What Bloomberg Intelligence says:
“Berkshire was a net buyer of equities in 2Q of $3.8 billion, or $45.2 billion in 2022, compared to a net seller of $16 billion in 2020-21. We think that can continue and doesn’t necessarily mean that Buffett is bearish on his own stocks; redemptions have always been a lower priority use of capital. Redemptions of $1 billion in 2Q were down from the 2021 pace by about $7 billion per quarter.
— Matthew Palazola, Senior BI Insurance Industry Analyst
Bloomberg calculated net purchases by subtracting first-quarter numbers from the first-half total.
Buffett’s appetite for his own stocks has diminished even as he has piled into stocks elsewhere. Share buybacks hit $1 billion in the second quarter, trailing the $3.2 billion in buybacks at the start of the year. Investment insurance revenue reached $1.91 billion.

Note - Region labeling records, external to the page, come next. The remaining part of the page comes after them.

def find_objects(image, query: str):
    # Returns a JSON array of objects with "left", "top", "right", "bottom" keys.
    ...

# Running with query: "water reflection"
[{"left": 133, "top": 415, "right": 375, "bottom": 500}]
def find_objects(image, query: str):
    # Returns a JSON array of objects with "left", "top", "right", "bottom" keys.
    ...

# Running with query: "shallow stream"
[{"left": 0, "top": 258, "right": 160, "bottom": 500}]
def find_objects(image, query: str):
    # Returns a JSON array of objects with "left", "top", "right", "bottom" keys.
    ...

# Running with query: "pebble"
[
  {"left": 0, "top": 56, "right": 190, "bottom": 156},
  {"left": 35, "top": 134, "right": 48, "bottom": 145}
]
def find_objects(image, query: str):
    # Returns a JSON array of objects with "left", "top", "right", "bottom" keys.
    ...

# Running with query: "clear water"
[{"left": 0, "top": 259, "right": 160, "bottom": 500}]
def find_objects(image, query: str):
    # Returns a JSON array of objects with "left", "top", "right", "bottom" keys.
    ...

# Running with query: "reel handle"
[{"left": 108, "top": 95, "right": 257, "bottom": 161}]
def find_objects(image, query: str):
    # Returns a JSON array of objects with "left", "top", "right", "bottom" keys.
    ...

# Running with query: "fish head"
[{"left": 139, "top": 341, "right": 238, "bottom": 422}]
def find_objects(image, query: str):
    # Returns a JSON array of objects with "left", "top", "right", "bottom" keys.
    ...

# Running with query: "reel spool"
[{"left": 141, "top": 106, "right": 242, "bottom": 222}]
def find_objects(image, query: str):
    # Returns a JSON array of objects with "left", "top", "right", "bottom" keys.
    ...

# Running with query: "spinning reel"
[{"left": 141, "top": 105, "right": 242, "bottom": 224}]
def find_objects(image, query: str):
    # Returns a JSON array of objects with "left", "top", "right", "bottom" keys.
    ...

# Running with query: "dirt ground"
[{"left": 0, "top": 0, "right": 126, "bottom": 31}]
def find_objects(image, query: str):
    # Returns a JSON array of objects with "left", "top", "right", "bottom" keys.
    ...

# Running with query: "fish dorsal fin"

The company also announced that Berkshire Hathaway Energy acquired $870 million in common stock from Vice Chairman Greg Abel in June. The transaction had not been previously disclosed.
Despite the spending spree, Berkshire only made a small dent in its cash pile. The company reported $105.4 billion at the end of June, just over $106 billion at the end of the first quarter.
The aggressive pace at which Berkshire acquired shares of Occidental Petroleum Corp. raised questions about whether Berkshire was considering making an acquisition of the energy giant. But the company did not provide information on its strategy in this quarter’s regulatory filing.
(Adds income from insurance investments. A previous version corrected the net number of stock purchases.)